# Finding excited stage of electron from its potential energy

The potential energy of an electron in the hydrogen atom is $$\pu{-6.8 eV}.$$ Indicate the excited stage in which electron is present.

Total energy would be equal to $$\pu{-3.4 eV}.$$ I used the formula

$$-13.6\left(\frac{1}{1^2} - \frac{1}{n^2}\right) = \pu{-3.4 eV};$$

$$n^2 - 1/ n^2 = 4.$$

I got answer as $$3n^2 = 4,$$ which is obviously not correct. Where am I going wrong? I need help either with the formula or calculation I did wrong.

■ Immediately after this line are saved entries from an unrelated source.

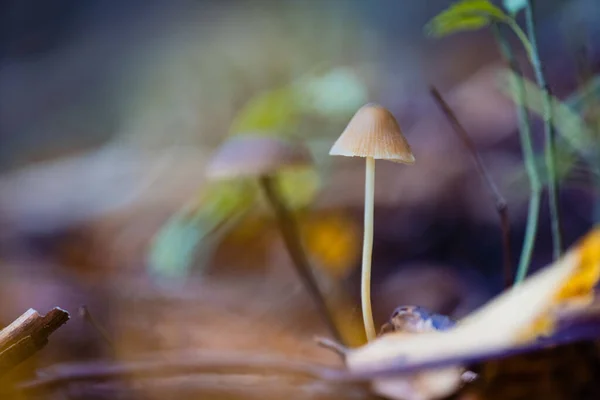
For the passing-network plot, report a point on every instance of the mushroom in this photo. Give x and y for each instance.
(262, 157)
(372, 133)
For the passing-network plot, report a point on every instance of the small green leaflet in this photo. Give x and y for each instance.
(514, 6)
(568, 124)
(465, 15)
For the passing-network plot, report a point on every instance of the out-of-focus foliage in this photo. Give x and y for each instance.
(576, 139)
(568, 122)
(175, 246)
(273, 112)
(465, 15)
(334, 94)
(514, 6)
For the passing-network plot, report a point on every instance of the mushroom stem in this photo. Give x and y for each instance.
(365, 292)
(291, 238)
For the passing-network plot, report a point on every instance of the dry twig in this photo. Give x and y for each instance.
(500, 202)
(27, 335)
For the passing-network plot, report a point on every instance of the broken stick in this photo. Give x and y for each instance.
(27, 335)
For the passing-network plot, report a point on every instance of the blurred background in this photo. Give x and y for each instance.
(110, 111)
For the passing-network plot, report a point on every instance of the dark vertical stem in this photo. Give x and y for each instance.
(528, 157)
(499, 201)
(291, 238)
(549, 149)
(85, 313)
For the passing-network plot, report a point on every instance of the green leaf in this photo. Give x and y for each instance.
(272, 112)
(298, 186)
(337, 93)
(465, 15)
(194, 232)
(568, 124)
(514, 6)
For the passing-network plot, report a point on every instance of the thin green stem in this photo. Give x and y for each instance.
(365, 286)
(520, 34)
(529, 159)
(549, 149)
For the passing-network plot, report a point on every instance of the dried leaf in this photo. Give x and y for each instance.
(517, 317)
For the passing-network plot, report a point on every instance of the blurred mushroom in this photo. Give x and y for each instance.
(260, 157)
(372, 133)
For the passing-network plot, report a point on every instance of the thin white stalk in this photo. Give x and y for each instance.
(368, 249)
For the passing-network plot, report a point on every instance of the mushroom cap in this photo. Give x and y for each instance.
(252, 155)
(373, 132)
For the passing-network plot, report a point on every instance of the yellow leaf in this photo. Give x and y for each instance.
(516, 317)
(333, 241)
(464, 15)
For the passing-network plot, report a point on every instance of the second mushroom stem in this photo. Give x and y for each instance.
(365, 282)
(291, 238)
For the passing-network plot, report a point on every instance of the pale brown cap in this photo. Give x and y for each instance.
(373, 132)
(252, 155)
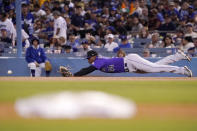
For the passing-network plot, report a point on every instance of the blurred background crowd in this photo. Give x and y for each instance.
(77, 26)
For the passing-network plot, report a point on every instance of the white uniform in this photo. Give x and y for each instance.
(136, 63)
(62, 25)
(111, 46)
(8, 25)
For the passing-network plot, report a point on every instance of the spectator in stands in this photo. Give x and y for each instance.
(60, 26)
(189, 30)
(77, 20)
(155, 19)
(85, 47)
(49, 15)
(177, 38)
(36, 58)
(38, 12)
(4, 39)
(146, 53)
(187, 43)
(193, 50)
(56, 6)
(168, 42)
(110, 44)
(155, 41)
(73, 42)
(183, 12)
(167, 26)
(144, 34)
(7, 26)
(181, 25)
(172, 10)
(124, 43)
(67, 49)
(120, 27)
(38, 28)
(27, 20)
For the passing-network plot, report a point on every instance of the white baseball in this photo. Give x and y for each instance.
(9, 71)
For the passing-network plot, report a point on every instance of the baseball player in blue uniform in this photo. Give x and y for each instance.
(129, 63)
(36, 58)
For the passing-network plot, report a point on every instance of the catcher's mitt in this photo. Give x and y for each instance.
(65, 71)
(48, 66)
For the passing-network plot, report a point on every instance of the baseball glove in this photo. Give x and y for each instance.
(48, 66)
(65, 71)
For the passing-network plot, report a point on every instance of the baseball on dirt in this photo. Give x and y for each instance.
(9, 71)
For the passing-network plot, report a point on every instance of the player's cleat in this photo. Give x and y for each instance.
(184, 55)
(187, 71)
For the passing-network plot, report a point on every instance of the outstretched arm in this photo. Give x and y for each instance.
(85, 71)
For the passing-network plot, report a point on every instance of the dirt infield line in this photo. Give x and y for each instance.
(97, 78)
(180, 111)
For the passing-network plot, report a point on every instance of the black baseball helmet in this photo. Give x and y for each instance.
(35, 39)
(91, 53)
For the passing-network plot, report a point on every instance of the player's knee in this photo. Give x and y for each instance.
(133, 55)
(32, 66)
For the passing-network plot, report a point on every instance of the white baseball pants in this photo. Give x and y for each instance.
(135, 63)
(38, 70)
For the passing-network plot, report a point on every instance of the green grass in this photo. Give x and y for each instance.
(139, 91)
(153, 92)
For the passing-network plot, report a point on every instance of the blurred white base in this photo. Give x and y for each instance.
(72, 105)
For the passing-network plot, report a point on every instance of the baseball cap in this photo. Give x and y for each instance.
(123, 37)
(113, 9)
(91, 53)
(3, 28)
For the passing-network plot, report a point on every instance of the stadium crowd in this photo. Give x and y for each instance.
(66, 26)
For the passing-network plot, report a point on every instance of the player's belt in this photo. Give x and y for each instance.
(126, 69)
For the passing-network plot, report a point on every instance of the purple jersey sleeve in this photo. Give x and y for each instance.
(111, 65)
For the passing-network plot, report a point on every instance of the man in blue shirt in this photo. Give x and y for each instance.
(130, 63)
(124, 44)
(36, 58)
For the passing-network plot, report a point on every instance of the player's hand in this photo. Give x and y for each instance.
(37, 65)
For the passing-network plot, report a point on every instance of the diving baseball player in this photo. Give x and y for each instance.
(36, 59)
(133, 63)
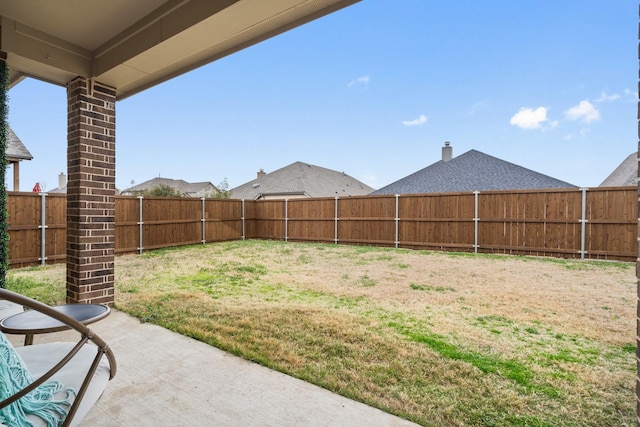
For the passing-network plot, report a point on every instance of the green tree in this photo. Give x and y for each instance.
(4, 214)
(222, 191)
(161, 190)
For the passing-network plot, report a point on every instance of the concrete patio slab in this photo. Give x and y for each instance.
(165, 379)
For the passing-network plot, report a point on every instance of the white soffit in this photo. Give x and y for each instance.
(133, 45)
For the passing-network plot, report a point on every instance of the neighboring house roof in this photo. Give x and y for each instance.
(625, 174)
(15, 148)
(471, 171)
(300, 180)
(189, 189)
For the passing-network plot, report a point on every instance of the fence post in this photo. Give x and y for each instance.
(475, 223)
(140, 225)
(43, 229)
(335, 233)
(583, 224)
(286, 220)
(204, 240)
(242, 219)
(397, 219)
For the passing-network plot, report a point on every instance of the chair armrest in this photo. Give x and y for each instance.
(86, 335)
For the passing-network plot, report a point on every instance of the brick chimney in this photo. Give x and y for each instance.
(447, 151)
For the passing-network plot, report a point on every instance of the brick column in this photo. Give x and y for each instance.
(91, 168)
(638, 260)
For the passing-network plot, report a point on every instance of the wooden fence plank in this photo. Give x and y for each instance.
(546, 222)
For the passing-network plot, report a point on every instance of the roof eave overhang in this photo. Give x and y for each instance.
(168, 41)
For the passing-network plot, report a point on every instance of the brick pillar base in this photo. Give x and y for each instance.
(91, 166)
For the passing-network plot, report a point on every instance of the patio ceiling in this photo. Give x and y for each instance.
(133, 45)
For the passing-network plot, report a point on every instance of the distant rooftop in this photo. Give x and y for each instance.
(15, 148)
(471, 171)
(190, 189)
(626, 174)
(300, 180)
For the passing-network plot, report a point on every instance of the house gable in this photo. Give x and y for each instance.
(300, 180)
(472, 171)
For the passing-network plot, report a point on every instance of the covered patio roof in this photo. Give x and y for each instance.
(133, 45)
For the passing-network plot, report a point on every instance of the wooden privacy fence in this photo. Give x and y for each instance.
(599, 223)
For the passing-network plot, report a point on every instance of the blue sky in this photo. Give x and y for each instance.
(374, 90)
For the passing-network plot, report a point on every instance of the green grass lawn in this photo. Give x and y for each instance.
(440, 339)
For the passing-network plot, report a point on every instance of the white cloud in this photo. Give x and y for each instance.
(528, 118)
(362, 80)
(416, 122)
(584, 111)
(604, 96)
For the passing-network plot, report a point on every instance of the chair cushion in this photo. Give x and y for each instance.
(40, 358)
(49, 402)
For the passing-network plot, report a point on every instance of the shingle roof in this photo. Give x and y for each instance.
(625, 174)
(15, 147)
(471, 171)
(301, 180)
(184, 187)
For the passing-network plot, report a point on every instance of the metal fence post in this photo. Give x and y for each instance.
(475, 223)
(43, 229)
(286, 220)
(242, 219)
(583, 224)
(335, 233)
(140, 225)
(204, 240)
(397, 220)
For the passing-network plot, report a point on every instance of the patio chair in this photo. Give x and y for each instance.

• Replace n by infinity and right side by 0 eV for a free electron and you will see the error. Or, use n=1 and right side -13.6 eV. You would probably avoid the error,if you used algebraic symbolic equation first, as error in thinking would be easier to spot. In fact, if you spent the time for writing the question by additional thinking, you would have the answer much sooner. Commented Dec 15, 2020 at 19:13
• Why is n = infinity. If n is equal to infinity , then we don’t have any variable . Do you mean to say that we don’t know whether electron is in first orbit or 2nd orbit ? I didn’t understand why n = infinity@Poutnik Commented Dec 15, 2020 at 20:01
• If n is from 1 to 2 , it is 1st excited change.Why does n has to be = infinity ? Commented Dec 15, 2020 at 20:07
• n=infinity to make your error more obvious. :-) Commented Dec 15, 2020 at 20:07
• Big one. I intentionally do not say which one, as you would learn more if you discover it yourself Commented Dec 15, 2020 at 20:09

The potential energy ($$U$$) of an electron in nth orbit of hydrogen atom is given below : $$U = \frac{-27.2}{n^2} \space (in \space eV)$$ $$So, \space -6.8 = \frac{-27.2}{n^2}$$ $$\implies n=2$$ As the electron is in second orbit it is said to be in its first excited state.